How It Affects Freestanding Imaging Centers
Freestanding imaging centers tend to feel the opposite of hospitals in terms of the policy's economic implications. The policy is likely to create a spike in patient volume and an opportunity to code significantly more reimbursements for MRI and CT scanning. These imaging centers believe they can be far more cost competitive than their inpatient counterparts. So far, this has been true. Modern Healthcare reports that patients in one midwestern state could save $1,500 by having an extremity MRI conducted in an outpatient imaging center versus a hospital setting 3. Ultimately, it seems providers at freestanding centers and Anthem policymakers are of one accord. Anthem spokeswoman, Lori McLaughlin states that “Hospitals need to recognize they are competing in a market already delivering on convenience, quality and affordability” 4.
From where we at Block Imaging stand in the imaging equipment space, we see this policy setting freestanding centers up for a technological step forward in their imaging systems. Centers who were debating whether or not to upgrade their CT or MRI scanners may find that this uptick in patient volume will not only bring in the necessary capital to upgrade, but also demand that they upgrade in order to remain competitive in a diagnostic imaging market that will be turning increasingly to facilities like theirs.
How It Affects Patients
As healthcare costs continue to rise, high-deductible health plans (HDHP) are gaining market share amongst employers and employees alike. Patients/consumers will certainly be looking at ways to reduce their out of pocket expenses as these deductibles continue to climb. One way consumers will be able to manage their high deductible plan is by shopping outpatient imaging costs.

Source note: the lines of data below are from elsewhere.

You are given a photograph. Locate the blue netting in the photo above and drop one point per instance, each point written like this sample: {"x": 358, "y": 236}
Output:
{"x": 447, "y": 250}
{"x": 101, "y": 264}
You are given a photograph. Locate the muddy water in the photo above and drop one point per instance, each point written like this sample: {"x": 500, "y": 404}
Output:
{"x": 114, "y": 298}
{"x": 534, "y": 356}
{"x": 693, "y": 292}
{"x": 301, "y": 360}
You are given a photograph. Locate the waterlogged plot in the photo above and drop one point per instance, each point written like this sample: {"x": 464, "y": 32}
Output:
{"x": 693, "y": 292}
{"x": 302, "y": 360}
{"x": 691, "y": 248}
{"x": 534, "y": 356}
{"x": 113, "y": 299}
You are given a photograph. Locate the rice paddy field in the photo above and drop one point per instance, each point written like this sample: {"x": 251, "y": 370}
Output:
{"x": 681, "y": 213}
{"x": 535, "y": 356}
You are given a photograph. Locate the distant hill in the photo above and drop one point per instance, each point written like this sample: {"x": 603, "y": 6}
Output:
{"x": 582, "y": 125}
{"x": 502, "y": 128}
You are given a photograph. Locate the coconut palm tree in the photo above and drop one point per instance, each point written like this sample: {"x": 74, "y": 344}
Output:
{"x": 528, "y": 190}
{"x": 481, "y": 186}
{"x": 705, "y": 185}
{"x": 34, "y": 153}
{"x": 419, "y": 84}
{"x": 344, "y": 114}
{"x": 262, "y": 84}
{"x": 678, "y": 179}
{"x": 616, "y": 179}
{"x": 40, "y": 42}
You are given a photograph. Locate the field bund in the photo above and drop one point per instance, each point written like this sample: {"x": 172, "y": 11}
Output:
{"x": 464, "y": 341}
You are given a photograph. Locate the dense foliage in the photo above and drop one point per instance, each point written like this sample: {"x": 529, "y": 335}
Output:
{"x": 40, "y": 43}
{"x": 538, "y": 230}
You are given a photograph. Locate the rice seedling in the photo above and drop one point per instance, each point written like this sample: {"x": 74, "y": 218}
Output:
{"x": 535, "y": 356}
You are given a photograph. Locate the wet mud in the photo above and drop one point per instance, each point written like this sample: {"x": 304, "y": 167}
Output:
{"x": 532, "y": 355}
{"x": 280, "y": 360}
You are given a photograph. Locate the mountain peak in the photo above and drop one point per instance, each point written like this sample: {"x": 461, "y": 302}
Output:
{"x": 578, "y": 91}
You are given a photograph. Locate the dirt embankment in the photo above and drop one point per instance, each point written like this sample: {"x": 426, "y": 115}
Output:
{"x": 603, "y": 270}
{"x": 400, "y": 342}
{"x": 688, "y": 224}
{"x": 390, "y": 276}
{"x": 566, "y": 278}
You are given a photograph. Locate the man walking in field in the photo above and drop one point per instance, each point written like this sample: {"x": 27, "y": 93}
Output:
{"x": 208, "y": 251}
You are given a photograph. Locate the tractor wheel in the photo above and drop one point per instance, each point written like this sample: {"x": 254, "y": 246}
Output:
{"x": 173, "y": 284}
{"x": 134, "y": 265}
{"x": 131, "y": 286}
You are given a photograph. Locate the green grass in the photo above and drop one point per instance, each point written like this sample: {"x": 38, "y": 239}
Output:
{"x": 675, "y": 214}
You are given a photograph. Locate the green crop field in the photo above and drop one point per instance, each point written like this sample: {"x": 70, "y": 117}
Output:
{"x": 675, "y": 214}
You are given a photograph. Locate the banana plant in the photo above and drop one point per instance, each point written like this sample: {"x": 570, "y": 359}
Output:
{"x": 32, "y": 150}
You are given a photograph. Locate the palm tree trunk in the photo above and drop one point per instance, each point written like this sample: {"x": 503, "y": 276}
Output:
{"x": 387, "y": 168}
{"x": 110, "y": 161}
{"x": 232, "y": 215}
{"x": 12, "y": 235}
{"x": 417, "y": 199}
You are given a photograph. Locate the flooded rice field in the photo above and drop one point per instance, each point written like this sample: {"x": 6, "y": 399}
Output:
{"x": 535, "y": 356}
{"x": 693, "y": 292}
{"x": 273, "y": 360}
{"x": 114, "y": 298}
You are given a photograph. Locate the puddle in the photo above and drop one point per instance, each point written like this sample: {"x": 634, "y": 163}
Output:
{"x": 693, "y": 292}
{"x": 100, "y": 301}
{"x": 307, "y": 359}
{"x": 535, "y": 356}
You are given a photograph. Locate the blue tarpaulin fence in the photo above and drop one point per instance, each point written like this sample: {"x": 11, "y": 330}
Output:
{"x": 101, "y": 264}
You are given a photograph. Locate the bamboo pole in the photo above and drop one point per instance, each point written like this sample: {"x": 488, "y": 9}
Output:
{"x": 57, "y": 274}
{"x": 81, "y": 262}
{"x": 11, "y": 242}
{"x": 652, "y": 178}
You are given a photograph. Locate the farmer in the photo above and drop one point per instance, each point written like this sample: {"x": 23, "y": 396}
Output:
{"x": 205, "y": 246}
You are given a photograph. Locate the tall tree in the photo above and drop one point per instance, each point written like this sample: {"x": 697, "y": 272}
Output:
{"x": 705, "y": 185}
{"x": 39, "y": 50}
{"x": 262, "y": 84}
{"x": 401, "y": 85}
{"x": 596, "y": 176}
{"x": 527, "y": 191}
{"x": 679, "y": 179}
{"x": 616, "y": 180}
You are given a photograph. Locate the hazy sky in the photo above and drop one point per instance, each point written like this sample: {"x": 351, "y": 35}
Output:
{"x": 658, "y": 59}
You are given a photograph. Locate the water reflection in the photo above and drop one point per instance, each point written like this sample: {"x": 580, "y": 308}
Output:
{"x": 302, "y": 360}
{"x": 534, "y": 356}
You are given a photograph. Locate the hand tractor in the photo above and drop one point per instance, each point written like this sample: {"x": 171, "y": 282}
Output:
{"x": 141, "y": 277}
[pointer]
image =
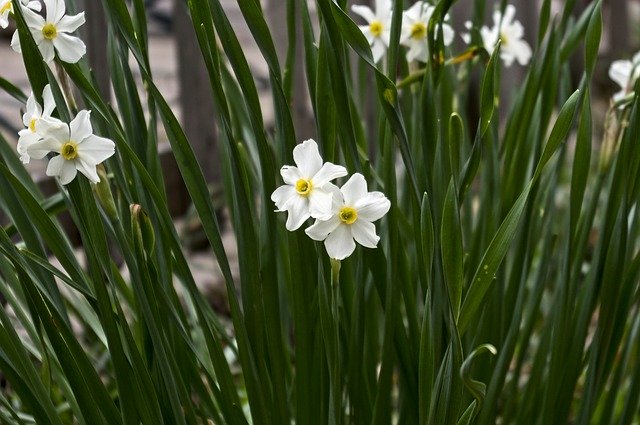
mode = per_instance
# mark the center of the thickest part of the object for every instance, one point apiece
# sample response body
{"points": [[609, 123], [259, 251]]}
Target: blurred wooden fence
{"points": [[198, 112]]}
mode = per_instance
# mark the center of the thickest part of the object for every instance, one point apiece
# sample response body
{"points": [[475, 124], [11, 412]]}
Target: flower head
{"points": [[31, 118], [303, 195], [353, 212], [6, 7], [52, 32], [378, 28], [509, 32], [625, 73], [415, 22], [78, 148]]}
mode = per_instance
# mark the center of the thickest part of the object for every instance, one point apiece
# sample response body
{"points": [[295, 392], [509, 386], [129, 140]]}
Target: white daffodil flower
{"points": [[52, 33], [79, 149], [509, 32], [625, 73], [378, 28], [303, 195], [6, 7], [353, 213], [30, 119], [415, 21]]}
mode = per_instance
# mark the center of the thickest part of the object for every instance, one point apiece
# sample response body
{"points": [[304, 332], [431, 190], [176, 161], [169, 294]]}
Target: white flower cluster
{"points": [[415, 22], [510, 33], [343, 215], [51, 32], [625, 73], [77, 147]]}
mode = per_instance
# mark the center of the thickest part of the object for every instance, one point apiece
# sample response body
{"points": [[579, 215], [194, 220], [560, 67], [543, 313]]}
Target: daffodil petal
{"points": [[364, 11], [364, 232], [620, 72], [34, 5], [96, 149], [307, 158], [354, 189], [47, 50], [298, 212], [282, 195], [42, 148], [340, 243], [54, 168], [88, 169], [327, 173], [80, 126], [55, 10], [322, 228], [49, 102], [15, 42], [373, 206], [51, 128], [290, 174], [320, 203], [70, 49], [70, 23], [68, 172]]}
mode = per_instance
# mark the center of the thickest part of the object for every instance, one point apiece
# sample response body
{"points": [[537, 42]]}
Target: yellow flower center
{"points": [[348, 215], [504, 39], [49, 31], [304, 187], [69, 150], [418, 31], [6, 7], [376, 28]]}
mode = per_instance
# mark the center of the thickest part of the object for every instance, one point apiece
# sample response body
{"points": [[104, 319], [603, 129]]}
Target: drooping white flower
{"points": [[52, 33], [625, 73], [510, 33], [303, 195], [354, 210], [31, 118], [415, 21], [6, 7], [378, 28], [78, 148]]}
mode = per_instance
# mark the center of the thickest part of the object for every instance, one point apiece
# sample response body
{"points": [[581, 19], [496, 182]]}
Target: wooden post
{"points": [[195, 97], [303, 121], [95, 36]]}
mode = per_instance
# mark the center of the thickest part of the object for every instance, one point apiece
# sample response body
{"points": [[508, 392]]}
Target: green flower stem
{"points": [[336, 382], [66, 88]]}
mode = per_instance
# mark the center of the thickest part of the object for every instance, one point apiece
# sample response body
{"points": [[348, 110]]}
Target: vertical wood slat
{"points": [[195, 98]]}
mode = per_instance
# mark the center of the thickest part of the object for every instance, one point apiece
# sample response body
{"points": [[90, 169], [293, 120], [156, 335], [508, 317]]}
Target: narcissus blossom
{"points": [[378, 28], [78, 148], [510, 33], [31, 118], [52, 33], [625, 73], [415, 21], [354, 210], [6, 7], [303, 195]]}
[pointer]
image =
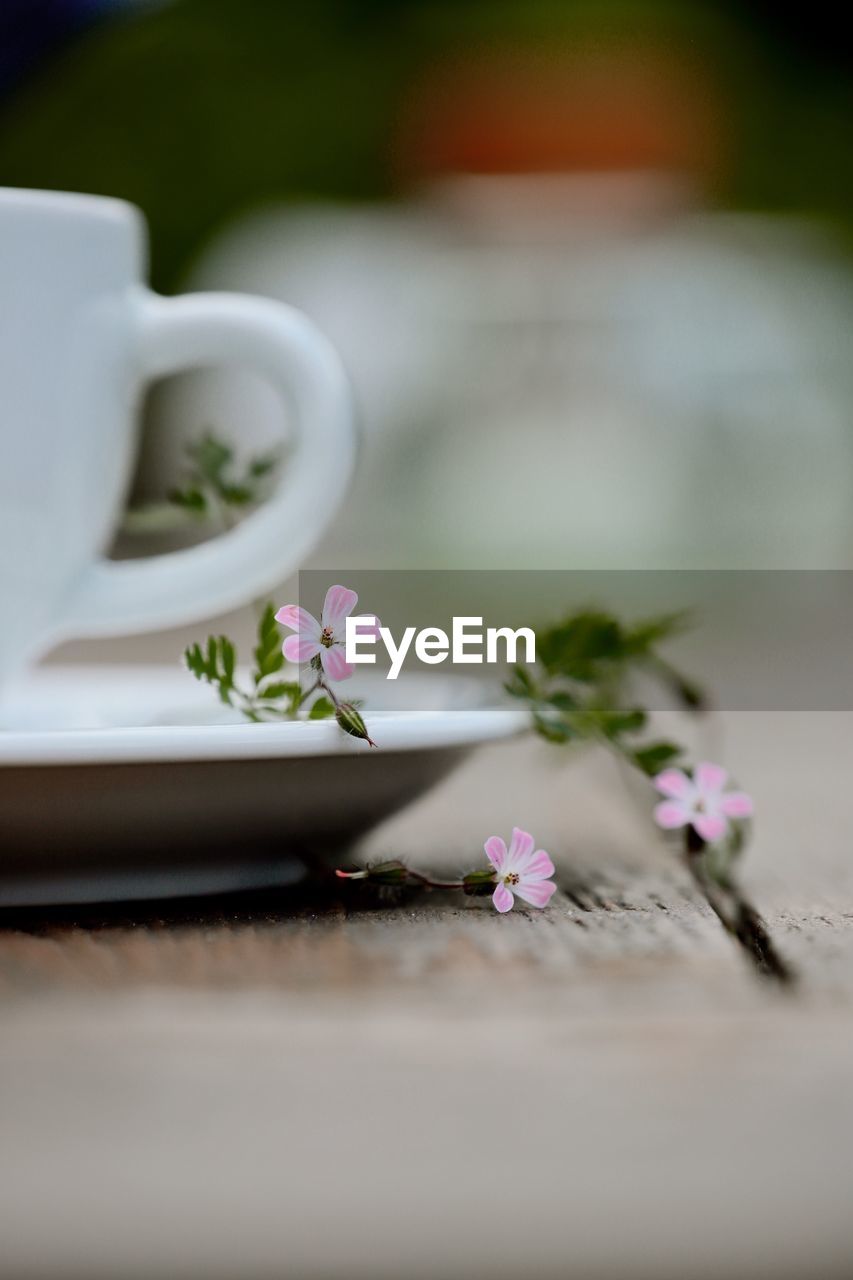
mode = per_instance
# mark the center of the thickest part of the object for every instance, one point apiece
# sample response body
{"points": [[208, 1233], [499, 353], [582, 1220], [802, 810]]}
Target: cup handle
{"points": [[281, 344]]}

The offset in this area is one mentioned earlier, cited by hospital administrators and physicians as concerning: a disruption of care coordination and of quality consistency. In comments made recently to Radiology Business Journal, Dr. David Levin, professor and chairman emeritus in the department of radiology at Jefferson Medical College and Thomas Jefferson University Hospital in Philadelphia, said, “It can be an important quality issue in many parts of the country, where the best radiologists are those working in hospitals.” 5.

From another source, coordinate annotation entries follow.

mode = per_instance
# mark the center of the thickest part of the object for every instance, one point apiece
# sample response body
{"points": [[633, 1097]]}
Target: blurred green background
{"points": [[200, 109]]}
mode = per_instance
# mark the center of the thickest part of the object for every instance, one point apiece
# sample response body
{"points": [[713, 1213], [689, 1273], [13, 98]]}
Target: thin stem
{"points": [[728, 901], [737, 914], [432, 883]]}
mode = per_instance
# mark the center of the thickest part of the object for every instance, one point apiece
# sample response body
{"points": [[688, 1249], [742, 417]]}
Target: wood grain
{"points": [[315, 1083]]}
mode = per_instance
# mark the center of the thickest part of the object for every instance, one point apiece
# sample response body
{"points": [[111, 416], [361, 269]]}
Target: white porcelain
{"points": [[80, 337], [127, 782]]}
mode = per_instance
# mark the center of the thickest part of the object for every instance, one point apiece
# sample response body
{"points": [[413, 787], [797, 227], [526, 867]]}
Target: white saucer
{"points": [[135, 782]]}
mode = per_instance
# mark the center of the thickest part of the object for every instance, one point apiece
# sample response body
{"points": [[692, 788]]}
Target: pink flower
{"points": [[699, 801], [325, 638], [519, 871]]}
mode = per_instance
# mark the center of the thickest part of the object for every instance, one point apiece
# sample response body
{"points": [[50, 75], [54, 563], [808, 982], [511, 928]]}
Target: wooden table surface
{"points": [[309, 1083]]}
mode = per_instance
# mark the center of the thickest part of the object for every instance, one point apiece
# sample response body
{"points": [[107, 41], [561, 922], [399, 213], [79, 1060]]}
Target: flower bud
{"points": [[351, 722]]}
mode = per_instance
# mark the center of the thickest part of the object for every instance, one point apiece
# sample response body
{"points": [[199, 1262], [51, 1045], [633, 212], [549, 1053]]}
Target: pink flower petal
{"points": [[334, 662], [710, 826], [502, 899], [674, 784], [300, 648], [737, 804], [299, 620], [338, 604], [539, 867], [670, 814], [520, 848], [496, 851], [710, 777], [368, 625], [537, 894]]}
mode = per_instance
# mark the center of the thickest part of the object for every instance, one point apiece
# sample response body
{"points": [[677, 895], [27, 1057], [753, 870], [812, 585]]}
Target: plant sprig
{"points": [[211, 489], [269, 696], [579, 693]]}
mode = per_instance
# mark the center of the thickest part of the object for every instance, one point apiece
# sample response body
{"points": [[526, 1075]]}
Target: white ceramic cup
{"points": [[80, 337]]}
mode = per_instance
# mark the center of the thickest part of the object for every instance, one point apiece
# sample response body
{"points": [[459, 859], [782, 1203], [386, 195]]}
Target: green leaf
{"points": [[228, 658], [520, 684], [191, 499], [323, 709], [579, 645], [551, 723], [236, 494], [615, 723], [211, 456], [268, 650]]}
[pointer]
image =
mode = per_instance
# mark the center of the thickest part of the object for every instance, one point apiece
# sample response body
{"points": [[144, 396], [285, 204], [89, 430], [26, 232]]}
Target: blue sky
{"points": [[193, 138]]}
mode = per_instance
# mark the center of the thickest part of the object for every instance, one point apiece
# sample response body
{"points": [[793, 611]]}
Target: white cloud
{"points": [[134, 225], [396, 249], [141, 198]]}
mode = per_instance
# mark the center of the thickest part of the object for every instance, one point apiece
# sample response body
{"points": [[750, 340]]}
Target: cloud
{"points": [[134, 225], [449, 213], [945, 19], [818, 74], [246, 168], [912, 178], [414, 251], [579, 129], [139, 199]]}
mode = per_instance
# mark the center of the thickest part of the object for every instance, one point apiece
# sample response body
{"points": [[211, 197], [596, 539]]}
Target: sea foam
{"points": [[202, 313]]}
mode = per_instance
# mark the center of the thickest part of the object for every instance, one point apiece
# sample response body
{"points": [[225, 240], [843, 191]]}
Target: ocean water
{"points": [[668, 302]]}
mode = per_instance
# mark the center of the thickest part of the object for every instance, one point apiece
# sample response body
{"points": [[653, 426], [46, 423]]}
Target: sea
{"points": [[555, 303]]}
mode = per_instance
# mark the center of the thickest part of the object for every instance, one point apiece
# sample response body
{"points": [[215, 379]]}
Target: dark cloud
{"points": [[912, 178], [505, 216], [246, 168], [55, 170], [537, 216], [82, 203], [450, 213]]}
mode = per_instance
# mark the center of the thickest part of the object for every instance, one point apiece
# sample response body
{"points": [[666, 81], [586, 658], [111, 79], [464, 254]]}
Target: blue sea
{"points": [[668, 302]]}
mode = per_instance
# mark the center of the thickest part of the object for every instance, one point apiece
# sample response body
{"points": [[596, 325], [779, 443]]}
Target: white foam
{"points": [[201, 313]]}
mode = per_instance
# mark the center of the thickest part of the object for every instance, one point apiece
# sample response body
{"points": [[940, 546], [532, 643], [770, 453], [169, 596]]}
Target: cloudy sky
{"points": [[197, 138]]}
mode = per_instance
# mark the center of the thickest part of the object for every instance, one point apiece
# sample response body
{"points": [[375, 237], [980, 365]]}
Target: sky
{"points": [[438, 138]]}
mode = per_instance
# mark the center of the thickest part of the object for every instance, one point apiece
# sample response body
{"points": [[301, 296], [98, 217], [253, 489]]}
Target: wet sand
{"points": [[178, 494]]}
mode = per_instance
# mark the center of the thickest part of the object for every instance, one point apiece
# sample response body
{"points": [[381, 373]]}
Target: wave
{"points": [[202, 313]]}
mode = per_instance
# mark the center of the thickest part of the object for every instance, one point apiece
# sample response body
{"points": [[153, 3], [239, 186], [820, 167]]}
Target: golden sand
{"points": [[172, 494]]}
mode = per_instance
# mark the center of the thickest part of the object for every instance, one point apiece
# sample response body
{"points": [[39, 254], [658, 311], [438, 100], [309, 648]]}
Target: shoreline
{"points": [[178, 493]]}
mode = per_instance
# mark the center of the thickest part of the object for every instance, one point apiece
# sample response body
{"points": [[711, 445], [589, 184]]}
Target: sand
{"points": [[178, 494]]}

There are also concerns about patients residing in rural or inner city areas that are underserved by freestanding imaging centers. In these, and some other, locations, a hospital may be the only place MRI and CT technology are available for a considerable radius around the patient's home. Exceptions can be made in these cases, according to Anthem 6, but the burden of proof of necessity and filing the documentation that will be needed to actually receive reimbursement will likely serve as a deterrent to small hospitals.
As the reimbursement pendulum swings toward freestanding centers, hospitals will need to prepare themselves for the coming season. While Anthem only covers fifteen states, it's a relatively safe bet that other insurance providers will move in this direction. Freestanding centers, on the other hand, will need to brace themselves for impact. Whether it's time to upgrade your imaging equipment, or simply review processes at your facility for efficiency, greater volume is likely to be headed your way. And for those who receive their insurance coverage through an Anthem HDHP, expect to start shopping around for imaging services while settling in for the long wait to see if this policy shift is effective in reducing overall costs.